Choosing python data structures to speed up algorithm implementation

Question

So I'm given a large collection (roughly 200k) of lists. Each contains a subset of the numbers 0 through 27. I want to return two of the lists where the product of their lengths is greater than the product of the lengths of any other pair of lists. There's another condition, namely that the lists have no numbers in common.

There's an algorithm I found for this (can't remember the source, apologies for non-specificity of props) which exploits the fact that there are fewer total subsets of the numbers 0 through 27 than there are words in the dictionary.

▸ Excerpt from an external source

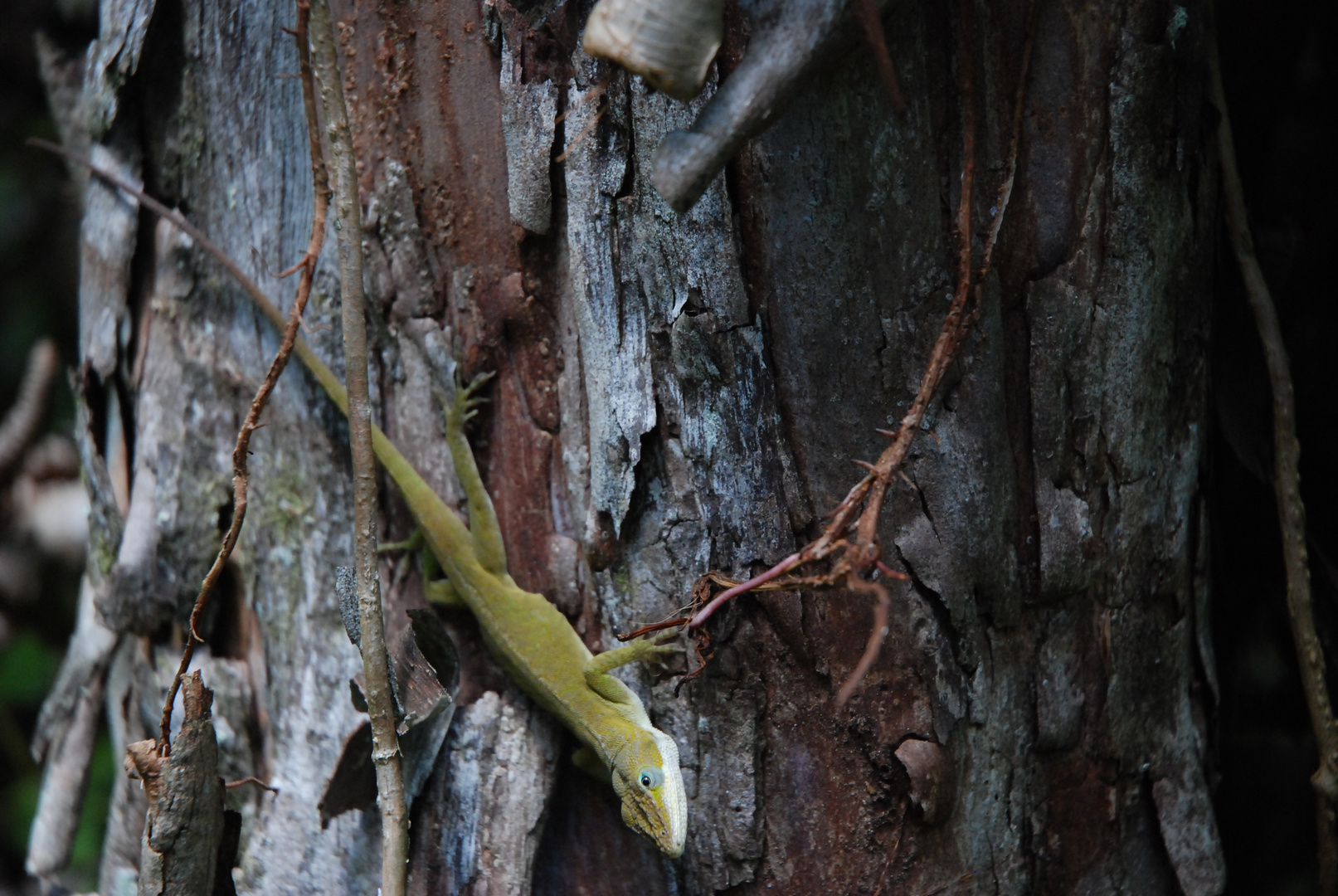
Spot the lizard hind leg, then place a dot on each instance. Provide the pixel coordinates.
(484, 520)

The first thing I've done is looped through all the lists, found the unique subset of integers that comprise it and indexed it as a number between 0 and 1<<28. As follows:

def index_lists(lists):
    index_hash = {}
    for raw_list in lists:
        length = len(raw_list)

        if length > index_hash.get(index,{}).get("length"):
           index = find_index(raw_list)
           index_hash[index] = {"list": raw_list, "length": length}

    return index_hash

This gives me the longest list and the length of the that list for each subset that's actually contained in the collection of lists given. Naturally, not all subsets from 0 to (1<<28)-1 are necessarily included, since there's not guarantee the supplied collection has a list containing each unique subset.

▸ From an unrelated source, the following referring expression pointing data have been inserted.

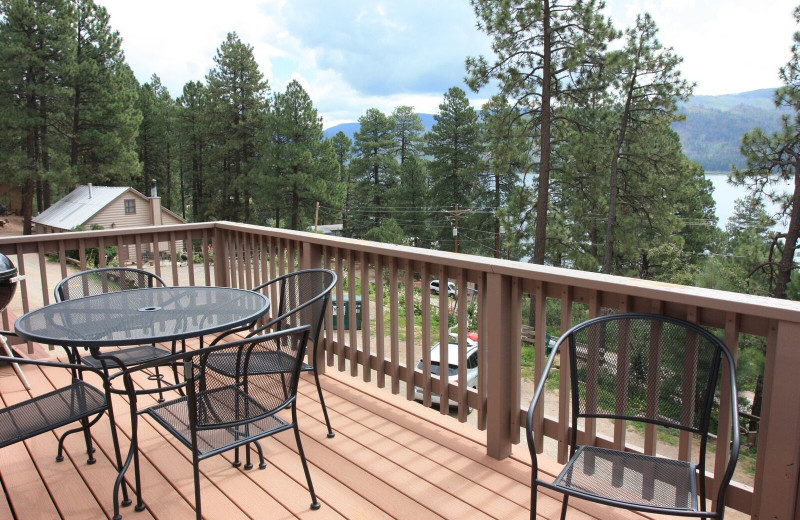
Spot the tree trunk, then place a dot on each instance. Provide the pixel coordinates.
(787, 257)
(544, 164)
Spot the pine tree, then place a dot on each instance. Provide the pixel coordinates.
(647, 85)
(373, 171)
(342, 146)
(454, 143)
(104, 118)
(299, 167)
(408, 131)
(156, 140)
(35, 38)
(237, 93)
(193, 122)
(775, 159)
(508, 162)
(544, 50)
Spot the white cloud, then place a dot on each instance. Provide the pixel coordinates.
(358, 54)
(728, 46)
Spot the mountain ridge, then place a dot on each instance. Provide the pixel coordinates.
(711, 133)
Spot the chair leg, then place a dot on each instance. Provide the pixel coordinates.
(159, 377)
(314, 504)
(564, 507)
(247, 464)
(236, 461)
(196, 468)
(261, 462)
(322, 402)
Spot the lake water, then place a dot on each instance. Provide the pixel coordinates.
(725, 196)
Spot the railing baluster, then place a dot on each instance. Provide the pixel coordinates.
(245, 256)
(516, 355)
(564, 375)
(189, 246)
(540, 346)
(351, 298)
(379, 314)
(426, 335)
(394, 327)
(688, 389)
(463, 328)
(366, 342)
(174, 257)
(329, 353)
(340, 310)
(43, 273)
(444, 341)
(722, 454)
(590, 423)
(622, 367)
(409, 298)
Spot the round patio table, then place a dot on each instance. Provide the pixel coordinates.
(136, 316)
(133, 317)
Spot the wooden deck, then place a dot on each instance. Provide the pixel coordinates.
(390, 459)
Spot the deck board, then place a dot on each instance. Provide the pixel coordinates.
(390, 458)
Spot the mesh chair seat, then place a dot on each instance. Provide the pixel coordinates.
(129, 356)
(636, 479)
(49, 411)
(260, 363)
(221, 406)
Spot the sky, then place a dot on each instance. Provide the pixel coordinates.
(351, 55)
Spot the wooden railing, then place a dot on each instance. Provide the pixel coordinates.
(398, 327)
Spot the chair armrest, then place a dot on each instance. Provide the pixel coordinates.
(535, 401)
(45, 363)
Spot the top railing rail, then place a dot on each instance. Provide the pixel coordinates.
(390, 339)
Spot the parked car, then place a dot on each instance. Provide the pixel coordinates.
(451, 288)
(452, 359)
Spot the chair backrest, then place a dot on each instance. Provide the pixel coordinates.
(226, 393)
(303, 297)
(105, 280)
(670, 367)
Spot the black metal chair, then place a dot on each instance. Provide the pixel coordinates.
(115, 279)
(76, 402)
(226, 409)
(650, 369)
(303, 298)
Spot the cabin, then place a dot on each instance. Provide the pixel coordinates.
(107, 207)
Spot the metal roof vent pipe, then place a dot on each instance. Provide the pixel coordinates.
(8, 280)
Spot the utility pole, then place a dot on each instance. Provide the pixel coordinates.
(456, 214)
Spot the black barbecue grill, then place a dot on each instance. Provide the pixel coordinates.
(8, 286)
(8, 281)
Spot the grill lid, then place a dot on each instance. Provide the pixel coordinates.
(7, 287)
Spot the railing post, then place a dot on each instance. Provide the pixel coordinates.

What I then want, for each subset 0 through 1<<28 (all of them this time) is the longest list that contains at most that subset. This is the part that is killing me. At a high level, it should, for each subset, first check to see if that subset is contained in the index_hash. It should then compare the length of that entry in the hash (if it exists there) to the lengths stored previously in the current hash for the current subset minus one number (this is an inner loop 27 strong). The greatest of these is stored in this new hash for the current subset of the outer loop. The code right now looks like this:

def at_most_hash(index_hash):
    most_hash = {}
    for i in xrange(1<<28):  # pretty sure this is a bad idea
        max_entry = index_hash.get(i)
        if max_entry:
           max_length = max_entry["length"]
           max_word = max_entry["list"]
        else:
           max_length = 0
           max_word = []
        for j in xrange(28):  #  again, probably not great
           subset_index = i & ~(1<<j) # gets us a pre-computed subset
           at_most_entry = most_hash.get(subset_index, {})
           at_most_length = at_most_entry.get("length",0)
           if at_most_length > max_length:
              max_length = at_most_length
              max_list = at_most_entry["list"]
        most_hash[i] = {"length": max_length, "list": max_list}
    return most_hash

This loop obviously takes several forevers to complete. I feel that I'm new enough to python that my choice of how to iterate and what data structures to use may have been completely disastrous. Not to mention the prospective memory problems from attempting to fill the dictionary. Is there perhaps a better structure or package to use as data structures? Or a better way to set up the iteration? Or maybe I can do this more sparsely?

The next part of the algorithm just cycles through all the lists we were given and takes the product of the subset's max_length and complementary subset's max length by looking them up in at_most_hash, taking the max of those.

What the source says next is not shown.